Best practice solutions are based on valuable knowledge. But knowledge that was valid in the past under different circumstances may not necessarily be applicable to a given situation in the present or future. If it were, success could simply be attained by copying from the best.

Our gut feeling, or intuitive intelligence, is a mighty mechanism from nature. We are able to use our experiences from the past to unconsciously reach conclusions in the present. We abstract from what we have learned and develop a feeling for a situation that is similar. It is almost a reflex and therefore very difficult to reconstruct how we got our gut feeling – a feeling that depends on three things: our experiences, our perception of the circumstances surrounding the challenge we face and – as it is a feeling – the emotional state we are in. This is also the reason that our gut feeling might at times be less based on past experiences and biased by our present feelings. If we are in a bad mood we judge things differently than when we are in a good mood. Our unconscious perception of certain aspects is limited to the present. And we cannot predict future outcomes because they depend on aspects from the future. Unfortunately, many publications on gut feelings lack this insight.

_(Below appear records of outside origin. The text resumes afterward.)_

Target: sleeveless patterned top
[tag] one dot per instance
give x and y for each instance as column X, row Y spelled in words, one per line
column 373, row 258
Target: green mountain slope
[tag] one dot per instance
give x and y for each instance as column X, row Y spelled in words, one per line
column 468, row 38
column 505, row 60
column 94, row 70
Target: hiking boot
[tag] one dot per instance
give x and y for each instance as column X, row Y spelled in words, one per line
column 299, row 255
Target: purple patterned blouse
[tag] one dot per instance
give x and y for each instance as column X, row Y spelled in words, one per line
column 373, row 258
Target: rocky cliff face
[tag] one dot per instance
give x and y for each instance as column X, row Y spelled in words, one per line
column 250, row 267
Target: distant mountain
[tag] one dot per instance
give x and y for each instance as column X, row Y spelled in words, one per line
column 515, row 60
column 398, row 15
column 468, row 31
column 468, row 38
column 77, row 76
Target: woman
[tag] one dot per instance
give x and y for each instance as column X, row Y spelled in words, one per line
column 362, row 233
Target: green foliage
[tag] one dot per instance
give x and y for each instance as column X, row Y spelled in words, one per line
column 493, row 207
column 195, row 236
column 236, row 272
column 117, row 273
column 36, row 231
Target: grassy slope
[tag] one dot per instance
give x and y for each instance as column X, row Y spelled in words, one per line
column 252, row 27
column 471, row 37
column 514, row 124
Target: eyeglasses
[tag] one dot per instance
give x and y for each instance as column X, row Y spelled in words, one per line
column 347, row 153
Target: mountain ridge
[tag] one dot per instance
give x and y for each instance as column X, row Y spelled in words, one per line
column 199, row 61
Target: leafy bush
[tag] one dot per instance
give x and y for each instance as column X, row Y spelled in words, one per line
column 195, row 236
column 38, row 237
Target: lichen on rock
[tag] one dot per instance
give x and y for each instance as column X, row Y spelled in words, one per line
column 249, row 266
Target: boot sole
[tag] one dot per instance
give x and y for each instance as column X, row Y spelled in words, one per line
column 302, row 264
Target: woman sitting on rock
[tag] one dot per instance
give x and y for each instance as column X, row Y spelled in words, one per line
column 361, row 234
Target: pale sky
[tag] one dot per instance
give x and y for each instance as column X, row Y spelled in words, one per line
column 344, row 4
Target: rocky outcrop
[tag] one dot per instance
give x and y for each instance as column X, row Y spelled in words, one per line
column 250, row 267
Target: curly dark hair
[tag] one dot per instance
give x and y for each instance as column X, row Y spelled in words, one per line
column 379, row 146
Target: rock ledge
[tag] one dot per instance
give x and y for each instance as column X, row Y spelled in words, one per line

Last but not least, the benefit provided by a gut feeling in dealing with a complex challenge depends not just on the number of past experiences we have had but also on our experiences with nonlinear developments that arise from feedback loops. We can see such cause and effects when we model.

Cause and effect models often do not include only factual knowledge and hence we need to use our gut feeling to judge the weight of one factor’s effect on another factor. If we have no gut feeling, we simply have to guess. But this is perfectly okay, too, because we aren’t guessing the behavior of an entire system. We can truly only benefit from modeling.

A combination of best practices, gut feeling and modeling works best as they are interdependent of each other.

3. Why things are:The KNOW-WHY-Thinking

There are numerous systems theories out there. Most of them, however, e.g. the viable systems model (Stafford Beer), AGIL (Talcott Parsons) and the ideas of Niklas Luhmann merely describe how some systems work. They don’t describe WHY things work the way they do and so these theories cannot explain why any given system will be successful or fail. Another drawback: many theories are much too complicated to be used in actual planning and decision-making situations.